Indexes & Query Optimization - MySQL Foundations

The Problem: Full Table Scans

Without an index, MySQL has one strategy for finding data: read every single row in the table and check if it matches your condition. This is called a full table scan.


-- Find a customer by email
SELECT * FROM customers WHERE email = 'alice@example.com';

With 10 rows, this is fine — MySQL checks all 10 and responds instantly. But with 5 million rows, MySQL reads all 5 million to find one match. That's like reading every page of an encyclopedia to find one topic instead of using the index in the back.

graph LR subgraph scan["Full Table Scan (no index)"] R1["Row 1 ❌"] --> R2["Row 2 ❌"] --> R3["Row 3 ❌"] --> R4["...millions more..."] --> RN["Row N ✅ Found!"] end subgraph lookup["Index Lookup"] I["Index"] -->|"Jump directly"| RN2["Row N ✅ Found!"] end

What Is an Index?

A database index is a separate data structure (usually a B-tree) that stores a sorted copy of one or more columns along with pointers back to the full rows. Think of it like the index at the back of a textbook — instead of flipping through every page, you look up "JOINs" in the index, find "page 247," and go straight there.

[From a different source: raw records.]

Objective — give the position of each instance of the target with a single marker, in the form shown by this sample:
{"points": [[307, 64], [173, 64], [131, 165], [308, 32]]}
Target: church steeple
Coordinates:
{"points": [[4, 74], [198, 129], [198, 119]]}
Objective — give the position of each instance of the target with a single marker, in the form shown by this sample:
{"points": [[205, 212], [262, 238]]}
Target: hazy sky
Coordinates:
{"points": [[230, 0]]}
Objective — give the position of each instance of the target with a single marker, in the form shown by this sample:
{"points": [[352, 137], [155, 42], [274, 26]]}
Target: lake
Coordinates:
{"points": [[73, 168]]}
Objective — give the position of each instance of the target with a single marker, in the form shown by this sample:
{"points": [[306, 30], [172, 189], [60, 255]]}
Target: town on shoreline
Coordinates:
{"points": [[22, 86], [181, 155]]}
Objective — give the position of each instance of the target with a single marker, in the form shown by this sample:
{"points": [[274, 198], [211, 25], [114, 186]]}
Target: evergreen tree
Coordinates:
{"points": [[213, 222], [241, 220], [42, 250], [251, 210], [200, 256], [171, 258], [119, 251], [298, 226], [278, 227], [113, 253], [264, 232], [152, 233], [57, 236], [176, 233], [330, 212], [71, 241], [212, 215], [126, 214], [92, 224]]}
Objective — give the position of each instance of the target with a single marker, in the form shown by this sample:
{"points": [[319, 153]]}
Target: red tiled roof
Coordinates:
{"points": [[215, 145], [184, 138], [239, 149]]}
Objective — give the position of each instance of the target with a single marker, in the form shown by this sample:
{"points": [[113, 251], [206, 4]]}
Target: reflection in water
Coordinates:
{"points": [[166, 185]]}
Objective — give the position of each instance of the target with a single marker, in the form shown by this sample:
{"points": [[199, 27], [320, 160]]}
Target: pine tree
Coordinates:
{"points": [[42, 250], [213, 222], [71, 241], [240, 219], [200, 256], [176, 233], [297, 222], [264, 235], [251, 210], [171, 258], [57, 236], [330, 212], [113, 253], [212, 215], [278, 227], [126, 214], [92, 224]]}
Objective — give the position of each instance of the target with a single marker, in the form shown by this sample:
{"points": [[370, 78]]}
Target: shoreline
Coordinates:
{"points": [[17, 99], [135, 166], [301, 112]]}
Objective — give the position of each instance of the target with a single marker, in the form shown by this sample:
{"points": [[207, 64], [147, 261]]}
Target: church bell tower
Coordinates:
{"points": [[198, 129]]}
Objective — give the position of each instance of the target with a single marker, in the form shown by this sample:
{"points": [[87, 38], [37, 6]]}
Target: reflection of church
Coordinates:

graph TD subgraph btree["B-Tree Index on email"] Root["d..."] Left["a... – c..."] Right["d... – z..."] L1["alice@..."] L2["bob@..."] L3["carol@..."] L4["dave@..."] L5["zara@..."] Root --> Left Root --> Right Left --> L1 Left --> L2 Left --> L3 Right --> L4 Right --> L5 end

How It Speeds Things Up

Instead of scanning every row, MySQL navigates the B-tree in O(log n) time. For a table with 1 million rows, a full scan checks 1,000,000 rows. A B-tree lookup checks roughly 20. That's the difference between waiting 5 seconds and waiting 5 milliseconds.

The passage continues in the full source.